2. No podemos compartir el alegato del recurrente en lo que hace a la no apreciación como muy cualificada de la atenuante de arrepentimiento, rectius confesión, del artículo 21.4ª CP . Baste aquí con apuntar que la versión que ofrece el acusado, lógica y ajustada a Derecho desde una perspectiva defensiva , tiende a su exculpación , a distorsionar o desfigurar la realidad mediante la ocultación de lo que pueda perjudicarle y la exposición de lo favorable, supuesta la inevitabilidad del descubrimiento de la autoría, a la vista del modo y lugar en el que sucedieron los hechos, y que según notoria jurisprudencia, de la que nos hicimos eco en la precitada STSJG 2/2011 , de 4 de marzo, y antes ya en la STSJG 5/2008, de 12 de junio, la revelación ha de ser veraz respecto de lo que el destinatario desconoce y no puede confundirse con la posición de quien acepta lo ya sabido, reconoce lo averiguado y se anticipa a lo inevitable.

3. Tampoco ofrece serio margen a la discusión cuestionar la aplicación como agravante de la circunstancia mixta de parentesco del artículo 23 CP . Poco más podemos añadir a lo expuesto por el Magistrado-Presidente del Tribunal del Jurado , como no sea enfatizar el carácter objetivo de la circunstancia y la ausencia de alguno de los límites que pudiesen conducir a su no apreciación (v.gr., inexistencia a lo largo del tiempo de convivencia).

TERCERO: Procede declarar de oficio las costas procesales del recurso ex artículos 239 y 240 LECr .

En atención a lo expuesto, en nombre de S. M. el Rey y por la autoridad conferida por el pueblo español,

Fallo

Desestimar el recurso de apelación interpuesto por la representación procesal del acusado y condenado Vidal contra la Sentencia dictada el 20 de diciembre de 2010 por el Magistrado-Presidente del Tribunal del Jurado constituido en la sección Primera de la audiencia Provincial de A Coruña (rollo número 5 de 2010 ).
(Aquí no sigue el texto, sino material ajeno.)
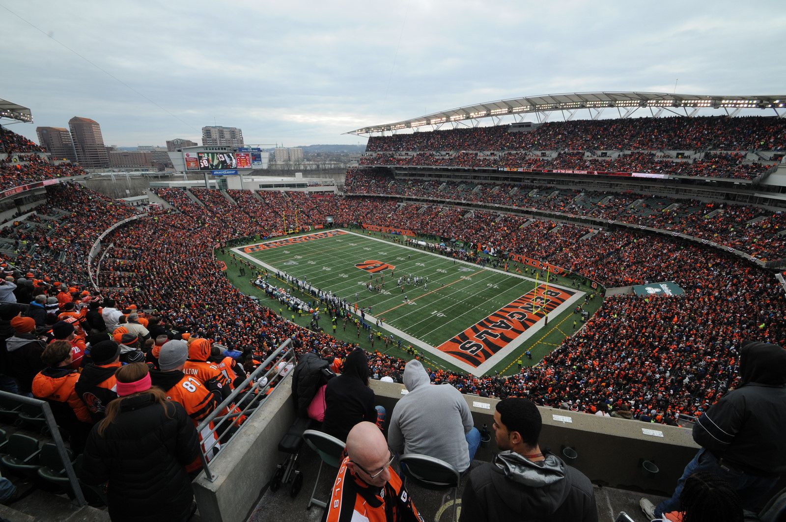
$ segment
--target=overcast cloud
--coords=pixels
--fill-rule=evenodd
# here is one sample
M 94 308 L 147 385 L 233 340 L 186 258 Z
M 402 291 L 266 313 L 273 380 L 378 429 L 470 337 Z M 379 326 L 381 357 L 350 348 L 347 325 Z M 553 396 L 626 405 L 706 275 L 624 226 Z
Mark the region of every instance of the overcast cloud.
M 107 145 L 201 142 L 214 118 L 247 144 L 363 143 L 342 133 L 524 95 L 786 94 L 782 0 L 0 0 L 0 98 L 32 139 L 80 116 Z

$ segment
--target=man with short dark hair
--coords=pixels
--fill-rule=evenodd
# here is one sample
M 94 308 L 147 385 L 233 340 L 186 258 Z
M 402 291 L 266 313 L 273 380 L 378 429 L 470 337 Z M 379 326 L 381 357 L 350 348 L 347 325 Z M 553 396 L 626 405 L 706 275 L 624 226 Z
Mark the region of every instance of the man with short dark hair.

Las costas procesales se declaran de oficio.

Notifíquese esta sentencia a las partes haciéndoles saber que contra ella pueden interponer recurso de casación ante la Sala Segunda del Tribunal Supremo, preparándolo en esta Sala de lo Civil y Penal dentro de los cinco días siguientes al de la última notificación que se haga de la misma, incluida la del acusado en su persona.

Así por esta nuestra Sentencia, de la que se formulará testimonio para su unión al rollo de la Sala, lo pronunciamos, mandamos y firmamos.